Front-End Web & Mobile

Building cross-account AWS Lambda Resolvers for AWS AppSync

This article was written by Lucas Schejtman, Principal Solutions Architect, AWS

 

One of the biggest value propositions of GraphQL is that it’s not prescriptive as to where its data comes from and with AWS AppSync it’s no different. AppSync enables you to choose from six different data source types to resolve any GraphQL field.

One of the most common AWS architecture best practices is to separate resources across multiple accounts, whether it’s by environment, teams, products, projects, or something else. The ability to aggregate them into one API while keeping the powerful querying capabilities of GraphQL, allows products and applications to have a single point of entry to all of your data.

In this post, we look at how to set up AWS Lambda functions deployed on different AWS accounts to resolve data in AppSync GraphQL APIs.

The GraphQL schema used in this example AppSync API looks like this:

schema {
  query: Query
}

type Response {
  message: String
}

type Query {
  crossAccount: Response
  sameAccount: Response
}

The objective is to have an AppSync API capable of calling Lambda data sources in different accounts.

 

 

Creating a data source

We create two identical Lambda functions (called sameaccount and crossaccount) to be used as the data sources. One is deployed in the same account as the AppSync API account (Account#1) and the other on a different account  (Account#2).

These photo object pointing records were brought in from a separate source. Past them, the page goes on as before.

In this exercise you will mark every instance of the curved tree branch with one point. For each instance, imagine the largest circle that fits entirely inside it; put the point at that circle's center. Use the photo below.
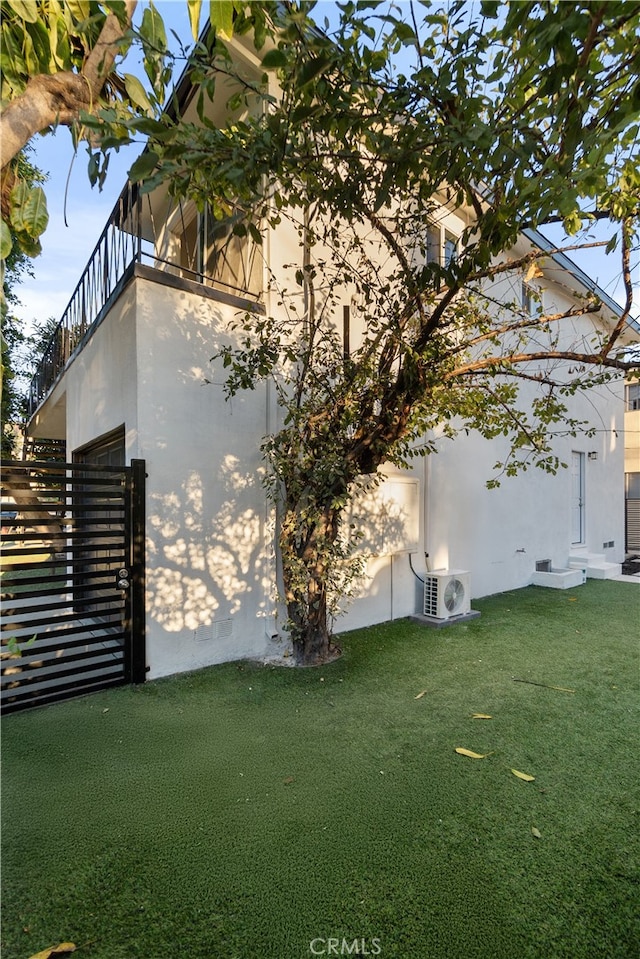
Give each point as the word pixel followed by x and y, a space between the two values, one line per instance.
pixel 60 98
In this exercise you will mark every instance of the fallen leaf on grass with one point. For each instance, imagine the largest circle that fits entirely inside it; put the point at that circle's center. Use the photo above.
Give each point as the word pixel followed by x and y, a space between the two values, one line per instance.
pixel 470 754
pixel 524 776
pixel 53 951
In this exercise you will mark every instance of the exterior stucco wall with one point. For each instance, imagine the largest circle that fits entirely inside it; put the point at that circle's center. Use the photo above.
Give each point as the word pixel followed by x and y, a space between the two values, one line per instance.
pixel 100 384
pixel 210 569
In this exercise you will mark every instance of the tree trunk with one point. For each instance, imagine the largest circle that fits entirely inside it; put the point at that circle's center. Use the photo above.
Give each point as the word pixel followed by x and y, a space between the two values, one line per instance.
pixel 50 99
pixel 306 558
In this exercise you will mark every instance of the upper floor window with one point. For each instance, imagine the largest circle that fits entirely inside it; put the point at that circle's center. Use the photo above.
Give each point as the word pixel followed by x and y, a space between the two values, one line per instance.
pixel 450 248
pixel 213 253
pixel 442 246
pixel 530 298
pixel 632 396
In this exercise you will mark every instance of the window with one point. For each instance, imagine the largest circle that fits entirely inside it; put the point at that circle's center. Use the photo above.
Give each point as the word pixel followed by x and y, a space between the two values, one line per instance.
pixel 632 396
pixel 213 253
pixel 633 485
pixel 442 246
pixel 450 248
pixel 530 299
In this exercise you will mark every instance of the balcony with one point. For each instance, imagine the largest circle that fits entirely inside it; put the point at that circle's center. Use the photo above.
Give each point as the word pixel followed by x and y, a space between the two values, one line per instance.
pixel 154 231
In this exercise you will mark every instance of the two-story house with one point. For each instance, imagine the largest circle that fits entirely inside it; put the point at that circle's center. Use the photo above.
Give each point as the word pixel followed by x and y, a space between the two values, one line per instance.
pixel 128 376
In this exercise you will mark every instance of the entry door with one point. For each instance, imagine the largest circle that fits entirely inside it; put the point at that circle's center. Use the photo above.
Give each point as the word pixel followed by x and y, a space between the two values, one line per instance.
pixel 577 498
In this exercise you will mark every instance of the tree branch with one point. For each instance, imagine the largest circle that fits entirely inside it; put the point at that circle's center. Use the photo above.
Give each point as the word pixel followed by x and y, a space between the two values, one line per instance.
pixel 59 98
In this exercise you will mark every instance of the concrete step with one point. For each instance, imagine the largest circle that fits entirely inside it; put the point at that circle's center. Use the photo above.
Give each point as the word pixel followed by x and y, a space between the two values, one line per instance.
pixel 595 564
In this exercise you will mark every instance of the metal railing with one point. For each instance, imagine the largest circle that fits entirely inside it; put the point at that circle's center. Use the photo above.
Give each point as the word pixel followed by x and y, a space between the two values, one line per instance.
pixel 120 245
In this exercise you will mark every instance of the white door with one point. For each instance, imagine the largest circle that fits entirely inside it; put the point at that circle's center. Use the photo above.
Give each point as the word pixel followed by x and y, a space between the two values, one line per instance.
pixel 577 498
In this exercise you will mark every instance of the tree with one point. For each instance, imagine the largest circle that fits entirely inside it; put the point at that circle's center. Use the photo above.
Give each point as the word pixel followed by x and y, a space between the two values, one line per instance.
pixel 17 265
pixel 518 117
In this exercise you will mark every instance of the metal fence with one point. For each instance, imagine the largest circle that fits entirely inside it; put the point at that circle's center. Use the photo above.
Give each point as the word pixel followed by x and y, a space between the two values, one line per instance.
pixel 72 580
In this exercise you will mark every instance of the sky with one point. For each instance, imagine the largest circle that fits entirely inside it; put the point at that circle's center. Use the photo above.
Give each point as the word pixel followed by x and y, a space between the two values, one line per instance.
pixel 78 213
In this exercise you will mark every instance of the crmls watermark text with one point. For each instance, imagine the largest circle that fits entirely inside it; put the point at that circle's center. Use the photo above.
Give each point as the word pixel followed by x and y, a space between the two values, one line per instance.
pixel 345 947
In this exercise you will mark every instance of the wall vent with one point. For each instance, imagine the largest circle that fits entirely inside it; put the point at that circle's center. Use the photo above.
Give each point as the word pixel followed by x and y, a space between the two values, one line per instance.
pixel 218 629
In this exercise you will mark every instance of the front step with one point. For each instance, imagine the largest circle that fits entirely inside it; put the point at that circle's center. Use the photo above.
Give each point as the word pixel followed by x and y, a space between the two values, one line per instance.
pixel 595 565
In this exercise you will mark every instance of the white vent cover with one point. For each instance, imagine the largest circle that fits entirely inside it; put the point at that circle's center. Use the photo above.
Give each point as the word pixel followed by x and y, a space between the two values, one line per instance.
pixel 447 593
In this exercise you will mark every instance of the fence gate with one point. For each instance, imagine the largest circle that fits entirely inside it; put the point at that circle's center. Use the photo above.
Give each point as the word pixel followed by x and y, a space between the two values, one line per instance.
pixel 72 580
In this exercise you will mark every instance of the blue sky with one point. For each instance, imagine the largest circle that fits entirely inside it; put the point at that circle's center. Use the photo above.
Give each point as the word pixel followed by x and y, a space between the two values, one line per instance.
pixel 78 213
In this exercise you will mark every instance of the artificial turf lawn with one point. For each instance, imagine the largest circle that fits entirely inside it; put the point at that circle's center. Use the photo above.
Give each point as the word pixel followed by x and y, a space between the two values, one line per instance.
pixel 249 811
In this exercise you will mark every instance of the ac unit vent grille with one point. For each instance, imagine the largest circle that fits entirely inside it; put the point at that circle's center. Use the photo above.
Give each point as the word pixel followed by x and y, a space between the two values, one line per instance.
pixel 447 594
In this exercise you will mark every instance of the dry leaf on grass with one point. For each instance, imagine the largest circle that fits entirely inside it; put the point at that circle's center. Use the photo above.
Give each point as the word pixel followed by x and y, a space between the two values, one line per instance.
pixel 64 949
pixel 524 776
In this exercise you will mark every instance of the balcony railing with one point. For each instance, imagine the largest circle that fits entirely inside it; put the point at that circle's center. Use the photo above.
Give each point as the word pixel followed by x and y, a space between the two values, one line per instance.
pixel 120 245
pixel 123 243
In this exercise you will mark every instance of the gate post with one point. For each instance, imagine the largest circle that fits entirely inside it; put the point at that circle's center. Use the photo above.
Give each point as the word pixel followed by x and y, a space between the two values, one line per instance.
pixel 138 571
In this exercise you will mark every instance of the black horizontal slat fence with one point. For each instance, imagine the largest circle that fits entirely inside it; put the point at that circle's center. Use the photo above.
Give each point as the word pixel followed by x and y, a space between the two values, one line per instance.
pixel 72 580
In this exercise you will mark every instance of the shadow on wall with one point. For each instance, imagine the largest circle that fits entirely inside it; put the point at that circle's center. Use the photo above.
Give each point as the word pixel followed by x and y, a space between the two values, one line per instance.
pixel 212 553
pixel 207 555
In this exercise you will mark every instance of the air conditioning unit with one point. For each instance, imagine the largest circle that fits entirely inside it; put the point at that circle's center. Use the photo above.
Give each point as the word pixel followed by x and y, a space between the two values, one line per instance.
pixel 447 593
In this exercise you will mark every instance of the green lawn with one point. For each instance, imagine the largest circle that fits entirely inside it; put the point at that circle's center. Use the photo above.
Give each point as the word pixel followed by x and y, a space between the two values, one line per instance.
pixel 254 812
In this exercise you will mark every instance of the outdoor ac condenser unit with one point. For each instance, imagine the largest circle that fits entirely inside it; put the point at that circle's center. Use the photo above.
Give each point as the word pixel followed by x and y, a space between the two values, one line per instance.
pixel 447 593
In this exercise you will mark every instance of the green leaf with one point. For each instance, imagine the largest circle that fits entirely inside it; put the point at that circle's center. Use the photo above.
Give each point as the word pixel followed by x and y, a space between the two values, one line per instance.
pixel 194 7
pixel 29 209
pixel 152 29
pixel 274 59
pixel 5 241
pixel 137 93
pixel 311 69
pixel 144 165
pixel 221 17
pixel 26 10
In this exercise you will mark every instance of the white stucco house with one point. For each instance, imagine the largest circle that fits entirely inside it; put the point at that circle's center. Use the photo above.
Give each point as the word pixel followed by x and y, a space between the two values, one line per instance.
pixel 128 376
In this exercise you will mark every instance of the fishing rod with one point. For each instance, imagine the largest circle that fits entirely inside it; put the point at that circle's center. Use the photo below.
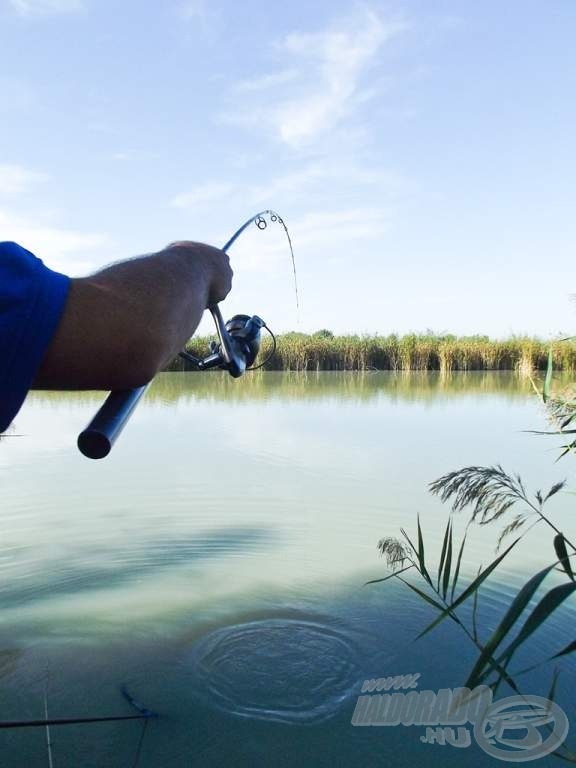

The function replies with its account number and the code looks like this:

const AWS = require("aws-sdk");

exports.handler = async (event) => {
  const sts = new AWS.STS();
  const { Account } = await sts.getCallerIdentity({}).promise();
  
  return {
    message: `hello from acc#${Account}`,
  };
};

When creating each data source, define the corresponding function and let AppSync create the role for you. In the following screenshot, we select a role that was previously created.

 

Once completed for both Lambda functions, the two data sources look something like this:

 

 

If you prefer the programmatic approach, you can use the AWS CLI to create the data sources:

aws appsync create-data-source
--api-id <api#id> \
--name crossaccount \
--type AWS_LAMBDA \
--service-role-arn <role#arn> \
--lambda-config '{ "lambdaFunctionArn": "<function#arn>" }'

 

Managing permissions

The right permissions must be set in both accounts. If you delegated the data source role creation to AppSync, the work required in Account#1 is done!

In case you’re creating your own, all we need is to ensure that the role in Account#1 allows the lambda:InvokeFunction action and that it targets the right Lambda function in Account#2. Here’s an example policy:

 

 

The second step is for the function in Account#2 to allow invocation from our newly created role in Account#1. The mechanism to do that is through Resource-based Policies.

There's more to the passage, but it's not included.